I am creating a simple Tic Tac Toe for C, and here is a particular function which I am having a problem with. This is supposed to let the user select 'X' or 'O', and for the most art it works. However, if I enter a wrong symbol, it prints the statement:
"Invalid symbol, please re-enter: " twice.

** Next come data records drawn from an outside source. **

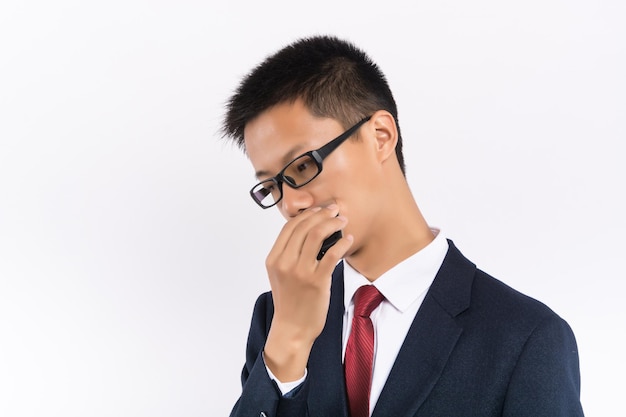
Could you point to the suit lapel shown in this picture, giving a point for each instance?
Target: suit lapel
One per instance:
(327, 392)
(430, 340)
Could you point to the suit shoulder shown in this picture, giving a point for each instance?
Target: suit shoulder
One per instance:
(491, 294)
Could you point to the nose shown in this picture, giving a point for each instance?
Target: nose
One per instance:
(295, 200)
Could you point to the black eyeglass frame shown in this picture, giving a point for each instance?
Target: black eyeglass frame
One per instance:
(317, 155)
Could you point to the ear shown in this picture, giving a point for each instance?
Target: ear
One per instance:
(386, 134)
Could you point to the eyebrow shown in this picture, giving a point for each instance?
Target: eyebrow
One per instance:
(288, 157)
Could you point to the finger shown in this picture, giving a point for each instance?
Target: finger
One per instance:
(286, 233)
(313, 228)
(335, 253)
(316, 236)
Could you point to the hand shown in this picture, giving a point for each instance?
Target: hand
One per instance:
(301, 288)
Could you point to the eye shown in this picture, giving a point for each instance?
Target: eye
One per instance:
(303, 166)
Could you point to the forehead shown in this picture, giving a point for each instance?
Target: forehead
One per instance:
(283, 132)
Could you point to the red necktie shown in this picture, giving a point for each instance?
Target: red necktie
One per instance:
(359, 358)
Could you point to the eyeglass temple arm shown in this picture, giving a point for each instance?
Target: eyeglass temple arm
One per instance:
(325, 150)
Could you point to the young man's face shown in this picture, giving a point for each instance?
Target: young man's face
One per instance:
(351, 174)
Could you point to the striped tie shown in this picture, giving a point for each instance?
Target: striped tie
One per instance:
(360, 351)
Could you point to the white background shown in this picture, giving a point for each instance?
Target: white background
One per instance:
(131, 254)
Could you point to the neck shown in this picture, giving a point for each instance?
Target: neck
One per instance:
(398, 231)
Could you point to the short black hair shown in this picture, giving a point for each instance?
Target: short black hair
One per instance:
(333, 77)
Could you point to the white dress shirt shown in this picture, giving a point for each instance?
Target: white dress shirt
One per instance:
(404, 287)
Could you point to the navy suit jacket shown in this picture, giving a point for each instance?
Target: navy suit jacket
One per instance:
(476, 348)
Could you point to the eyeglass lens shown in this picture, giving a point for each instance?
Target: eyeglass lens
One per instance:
(299, 172)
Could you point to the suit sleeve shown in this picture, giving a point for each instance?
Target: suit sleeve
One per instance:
(259, 393)
(546, 379)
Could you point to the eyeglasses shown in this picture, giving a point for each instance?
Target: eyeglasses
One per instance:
(299, 172)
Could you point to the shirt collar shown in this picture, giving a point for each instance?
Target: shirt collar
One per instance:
(406, 281)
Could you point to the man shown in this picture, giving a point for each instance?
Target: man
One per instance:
(439, 337)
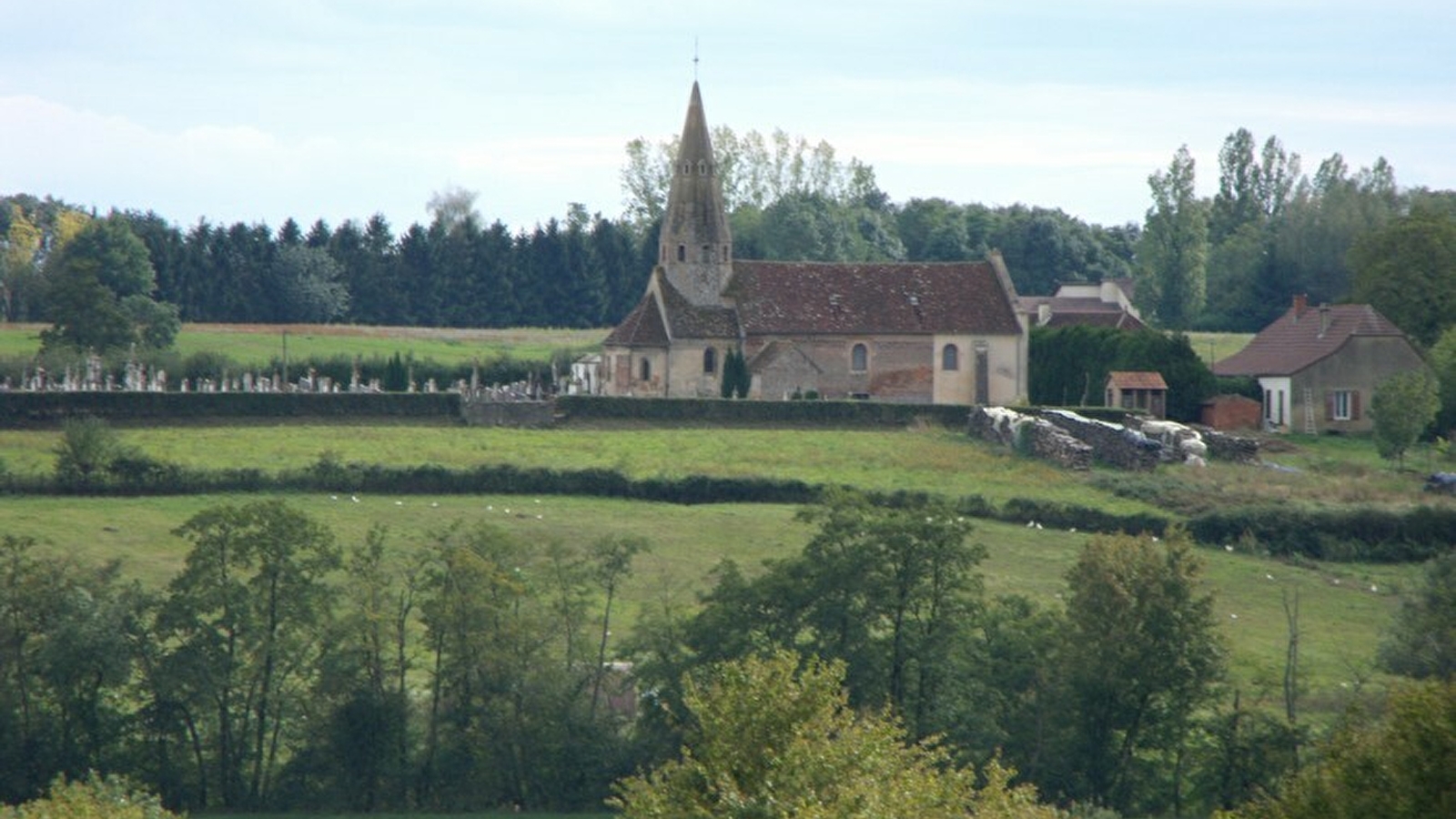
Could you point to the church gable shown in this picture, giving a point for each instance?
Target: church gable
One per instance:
(836, 299)
(696, 321)
(644, 327)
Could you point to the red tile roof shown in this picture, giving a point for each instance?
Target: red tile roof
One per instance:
(1302, 337)
(852, 299)
(1136, 379)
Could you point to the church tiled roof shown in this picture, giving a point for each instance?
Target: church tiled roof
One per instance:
(861, 299)
(1302, 337)
(642, 327)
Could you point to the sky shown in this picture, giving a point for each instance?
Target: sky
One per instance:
(264, 109)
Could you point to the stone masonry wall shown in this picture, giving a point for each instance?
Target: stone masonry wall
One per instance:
(1040, 438)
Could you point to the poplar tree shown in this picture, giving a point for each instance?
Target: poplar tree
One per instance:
(1174, 248)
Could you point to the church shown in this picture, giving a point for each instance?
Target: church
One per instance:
(919, 332)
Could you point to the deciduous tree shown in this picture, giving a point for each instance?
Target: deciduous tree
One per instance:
(99, 293)
(772, 738)
(1174, 248)
(1407, 270)
(1421, 642)
(242, 627)
(1402, 407)
(1139, 659)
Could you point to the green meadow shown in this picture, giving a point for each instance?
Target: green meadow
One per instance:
(1343, 608)
(255, 346)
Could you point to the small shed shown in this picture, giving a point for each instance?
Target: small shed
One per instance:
(1232, 413)
(1138, 389)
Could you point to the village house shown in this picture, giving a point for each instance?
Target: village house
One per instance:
(909, 332)
(1094, 303)
(1320, 366)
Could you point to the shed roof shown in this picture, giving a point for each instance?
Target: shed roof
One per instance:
(1136, 379)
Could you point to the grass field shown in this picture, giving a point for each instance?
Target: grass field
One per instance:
(1340, 615)
(1343, 606)
(254, 346)
(1215, 346)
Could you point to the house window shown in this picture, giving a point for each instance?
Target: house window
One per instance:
(1343, 405)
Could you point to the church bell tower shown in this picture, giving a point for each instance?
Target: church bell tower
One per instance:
(696, 247)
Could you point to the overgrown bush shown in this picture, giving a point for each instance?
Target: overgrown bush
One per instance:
(1358, 533)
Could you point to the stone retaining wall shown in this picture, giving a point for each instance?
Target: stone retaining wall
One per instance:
(509, 413)
(1111, 443)
(1031, 435)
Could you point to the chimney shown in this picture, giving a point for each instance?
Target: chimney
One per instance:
(1300, 305)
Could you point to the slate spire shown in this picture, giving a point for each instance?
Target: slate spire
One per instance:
(696, 247)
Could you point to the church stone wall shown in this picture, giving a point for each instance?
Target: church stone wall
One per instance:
(684, 370)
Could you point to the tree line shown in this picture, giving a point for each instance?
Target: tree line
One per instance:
(1225, 263)
(281, 669)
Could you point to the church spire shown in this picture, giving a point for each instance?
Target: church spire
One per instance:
(696, 247)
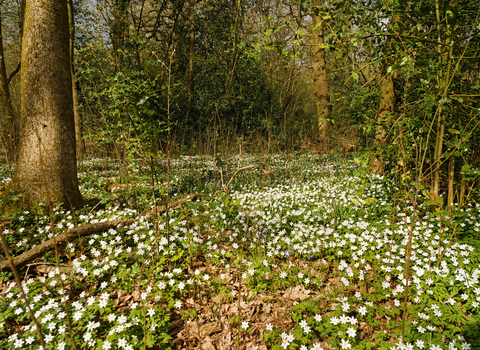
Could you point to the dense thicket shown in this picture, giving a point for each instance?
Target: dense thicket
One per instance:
(402, 79)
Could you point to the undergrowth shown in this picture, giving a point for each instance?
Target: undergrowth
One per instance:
(303, 252)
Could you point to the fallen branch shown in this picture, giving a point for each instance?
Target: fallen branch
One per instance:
(86, 230)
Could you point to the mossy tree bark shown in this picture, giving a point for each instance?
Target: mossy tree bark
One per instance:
(46, 162)
(322, 97)
(8, 120)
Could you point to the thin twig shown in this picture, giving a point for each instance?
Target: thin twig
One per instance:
(233, 176)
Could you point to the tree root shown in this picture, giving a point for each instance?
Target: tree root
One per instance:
(86, 230)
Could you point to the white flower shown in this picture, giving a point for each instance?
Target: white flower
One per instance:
(346, 344)
(420, 344)
(351, 332)
(362, 310)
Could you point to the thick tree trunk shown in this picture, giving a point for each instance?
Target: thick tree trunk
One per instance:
(46, 163)
(322, 97)
(76, 114)
(8, 117)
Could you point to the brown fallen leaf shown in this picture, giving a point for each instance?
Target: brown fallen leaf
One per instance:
(210, 328)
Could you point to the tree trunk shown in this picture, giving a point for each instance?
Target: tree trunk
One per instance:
(8, 134)
(119, 30)
(322, 97)
(80, 145)
(444, 79)
(191, 75)
(385, 110)
(451, 178)
(46, 163)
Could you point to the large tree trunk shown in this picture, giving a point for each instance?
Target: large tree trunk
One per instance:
(46, 163)
(76, 114)
(322, 97)
(8, 120)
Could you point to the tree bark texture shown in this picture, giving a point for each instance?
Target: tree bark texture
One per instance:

Why and how can I fix this?
char assign(void)
{
char user;
printf("Would you like to be X or O (Enter your choice): ");
user=getchar();
while(user != 'X' && user != 'x' && user != 'O' && user != 'o')
{
printf("Invalid symbol, please re-enter: ");
user=getchar();
}
if(user == 'O' || user == 'o') return('O');
else if(user == 'X' || user == 'x') return('X');
}
The problem cause is related to the newline charachter
use scanf() in this way instead of using getchar()
scanf(" %c", &user);
It's because when you use getchar it returns the next character, but leaves the newline in the input buffer. So the next getchar returns that newline.
You should also be careful because getchar actually returns an int and not a char.
You can solve this either by another getchar, or use scanf like this:
scanf("%c ", &user);
Note the space after the c in the above format, it tells scanf to read and disregard trailing whitespace.
You could also read a line with e.g. fgets and then use a simple sscanf on that line, then no extra space is needed.
You could fix it like this for example:
char assign(void)
{
char user;
char throwaway_newline;
printf("Would you like to be X or O (Enter your choice): ");
user=getchar();
throwaway_newline = getchar();
while(user != 'X' && user != 'x' && user != 'O' && user != 'o')
{
printf("Invalid symbol, please re-enter: ");
user=getchar();
throwaway_newline = getchar();
}
if(user == 'O' || user == 'o') return('O');
else if(user == 'X' || user == 'x') return('X');
}
You have a newline in your input buffer.
When you press a character which is not [xX] and not [oO] and follow it with a newline. getchar actually gets to see 2 characters(the newline and the invalid character)
You may want to use fgets instead of relying on character input and ignoring newlines with 2 getchar() calls everytime.